Barbara A. Key, a church and community leader in Reading, was the assistant vice president and senior branch manager of a bank, as well as a board member of the YMCA, Berks Women in Crisis, Junior Achievement, Leadership Berks, and the United Way.  Key was a member of the Bethel AME church and a past president of the senior usher board.  She died in 2002 at the age of sixty-one.

 

Velma King was chosen by the Reading school board in 1957 as the first African American teacher in its integrated school, seventy years after it was first integrated.  King is the widow of Reverend James C. Bannerman, former pastor of Bethel A.M.E. Church.

 

Daisy (Adams) Lampkin, a civil rights activist dubbed “Mrs. NAACP,” was born in Reading some time between 1884 and 1888.  In 1909 she moved to Pittsburgh, where she served as national field secretary for the NAACP from 1935 to 1947, and was a major fundraiser for the organization.  Lampkin was a founder of the Lucy Stone Civic League and the National Council of Negro Women.  She was the vice-president of the Pittsburgh Courier Publishing Company, the most widely circulated African American newspaper in the world in the 1940s and 50s, and twice served as an alternate delegate to the National Republican Convention (she later changed her party allegiance to support Franklin D. Roosevelt).  A March 11, 1965, editorial in the Pittsburgh Gazette states, “[Lampkin] struggle[d] for Negro rights before the justice of the cause was popularly accepted” and was “instrumental in advancing the National Association for the Advancement of Colored People and, indirectly, the case [Brown v.
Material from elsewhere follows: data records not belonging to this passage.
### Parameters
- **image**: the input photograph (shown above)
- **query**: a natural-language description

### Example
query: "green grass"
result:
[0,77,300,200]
Board of Education] which led to the legally enforced desegregation of public schools.”

-

Pattee Miller, who died in 2002, was a community leader and “a source of inspiration and support for thousands of Berks Countians” (Amprey, “Lodge Members” 9).  Miller worked as a radio personality, social worker, and a community and church organizer.  As a Democratic candidate for city council in 1971, Miller was the first African American woman to run for public office in Reading (she lost), and she was the first woman elected president of both the board of trustees at Wernersville State Hospital and the Greater Reading Council of Churches.  She was the first African American to host a talk show (“Night Mayor”) at WEEU Radio in Reading.  Miller was an organizer and member of the Berks County Commission for Women, founded in 1993, a member of the Mayor’s Advisory Council, and she was active on the Human Relations Council of Berks County.  She was assistant director of Family Guidance Center, Reading, and coordinator of HELP, a 24-hour telephone emergency service in Berks County. 

 

Precilla Miller was superintendent of the Bethel A.M.E. Church Sunday School in Reading for forty-five years (Goda 2004-05, 16).

 

Jenny Terry, a former slave, was the head of an important family in Reading’s history.  After being freed, Terry and her nine children came to Reading, where four of her sons became successful barbers and businessmen, and two fought in the Civil War (14).  Moses Terry, her oldest son, was a part of the Underground Railroad and was Reading’s first African American postal worker, later becoming principal of the Phillippi School, a “colored school” on North 10th Street in Reading, from 1873 to 1876.  Terry’s daughters worked for the Washington Presbyterian Church, her grandson was Reading’s first African American police officer, and her great-grandson was Reading’s first African American doctor (Goda 2004-05, 11-14).

 

Chloe Walker, who died in August 1910, was born a slave on a farm in Virginia to African parents.  Walker moved to Reading, via Chambersburg and Harrisburg, with her ten children in 1864; her husband, Edward Walker, a carter and city scavenger, had come to Reading after the Civil War (“Mrs. Chloe Walker” 1909).